罪とDesert Eagle~

作者/檜原武甲 ◆gmZ2kt9BDc

第三話「学園長」


『待っていたよ、ガキ。早くこっちこい。』
――――体育館に入ったとたん言われた言葉がこれだ。まったくこれでも【学園長】かよ……――――
体育館には、防弾チョッキにヘルメット(どちらもケブラー。本格的だな)という服装の人間が五人。各自の武器を持っている神奈、灯。首から双眼鏡しか下げていない策士。それと長身の白衣の男、スーツケースを持っている。眼帯をかけているがっしりとした男。そして……
「和くん、おはよう!」
――――羽岬姫だ……――――
白い髪をサイドテールにしているチビがそこにいた。
「ああ、おはよう。姫。」
適当に挨拶をした途端、社に肩を叩かれた。
「君、今この状況をわかっていないのかな? 本当に君は……」
「やば! すいません。
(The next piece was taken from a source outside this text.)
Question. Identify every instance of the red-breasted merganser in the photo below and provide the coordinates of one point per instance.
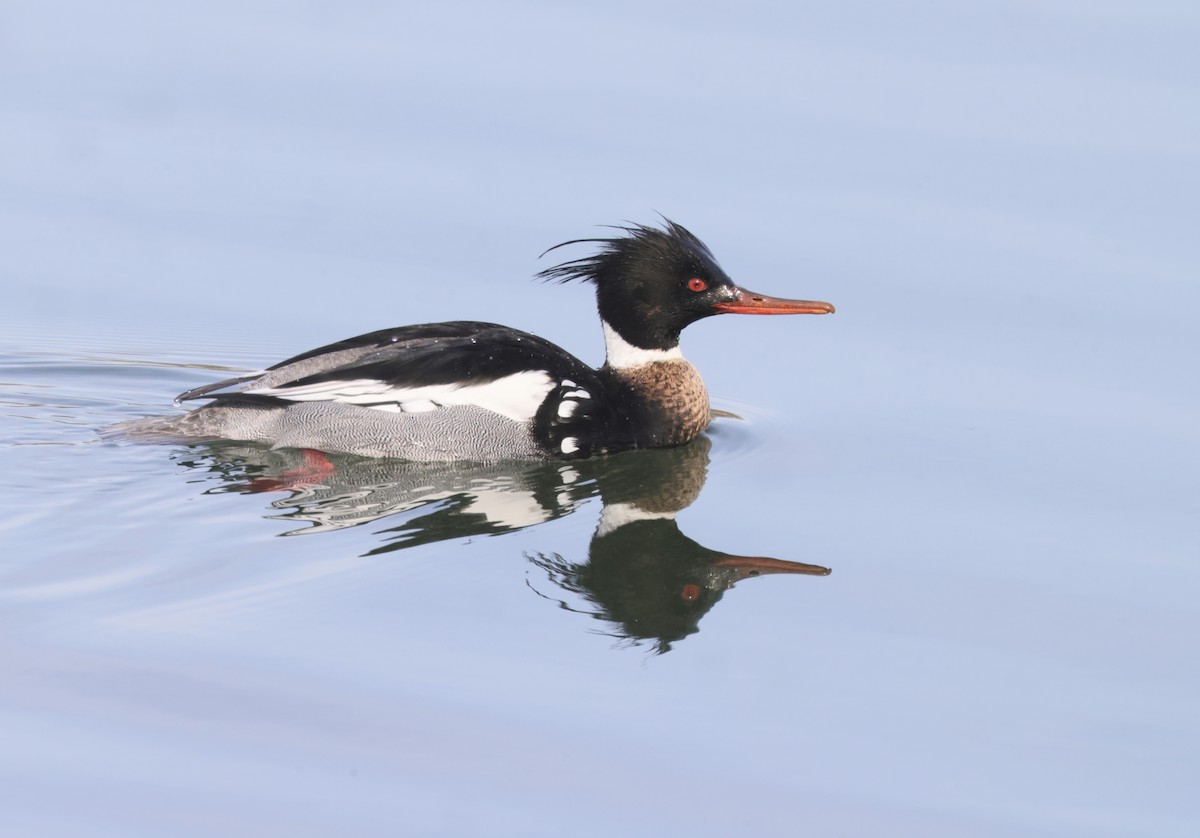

学園長」
「まったく、これだからガキは…… そこに並べ」
――――いずれか学園長をぶっとばす――――
俺らは一列に並んだ。そして学園長を見た。23班の面々を見てふと思った。
――――翆蘭と一緒にやりたかったな……――――
狼竜逮捕の後、やはり23班の突撃会が多いということで解散し翆蘭が抜けた。班の構成上無理があったのは認めるがやはり悲しくなる。
「今回の任務は……ま、この書類を読んでいるはずだから分かっているだろう。」
学園長は、紙を懐から出した。その紙は、神奈が無理やり剥がして持ってきたものだった
23班はそれを見た途端息をのんだ。


「任務……ランクS
任務の内容……受け入れてからいいます。大体の内容はテロリストの討伐です。
報酬……1000000の単位
受託単位……0
なお、この任務は危険ですので注意してください。もし亡くなった場合こちらは責任を負いません。
依頼人……公安専門学校。


「「こんなの知らねえよ! 帰らせてくれ!」」
俺と社が学園長に詰め寄った。
――――ふざけるな! 俺らを殺す気か?――――
――――まず、候補生がすることじゃないだろ! 自分は嫌だ!――――
「ええと、目標は『闇の医者』です。そいつらをなるべく捕まえてこい。あと能力についてだが……」
「「人の話を聞け! このババア!」」
「ババア!? まだ紅さんは若い!」
――――お! ババアが乗ってきたぜ。やってやろうじゃないか!――――
「年はどうしようもありません。今年中に死ぬでしょう」
「加齢臭がそろそろ出始めるだろう。自分にはよくわかる」
「……と……とにかく、能力は【一つの人格に一つだから】。そこのとこよろしく!」
ウインクをして学園長は舞台袖に歩いて行った。
「このままで許せるか? 策士、社」
「許せないな。だろ? 策士」
「同感」
自らの過ちを棚に上げることには天下一品の俺らは学園長に襲いかかった。
「「「ババア! 潔くクタバレ!」」」
学園長、いやババアは俺らを見てにやりと笑った。
「あ、そういえば。通信係は榊郁音だったけど? そんなことをしてて大丈夫なのか?」
俺らの反射神経が素早く動いた。
「は! 別に姉貴は関係ないし! しかし、今日は他の人がいるからここまでにしてやる。助かったと思え」
「「そうだ。」」
――――全然、大丈夫じゃねえ。 実験体(モルモット)にされたら俺は……――――
「じゃあ、伊月先生よろしく~」
スキップをしながら帰って行った…… ババア…… 覚えとけよ!
並んでいる俺らの前に白衣の男が立った。こいつ……俺らを見下していやがる!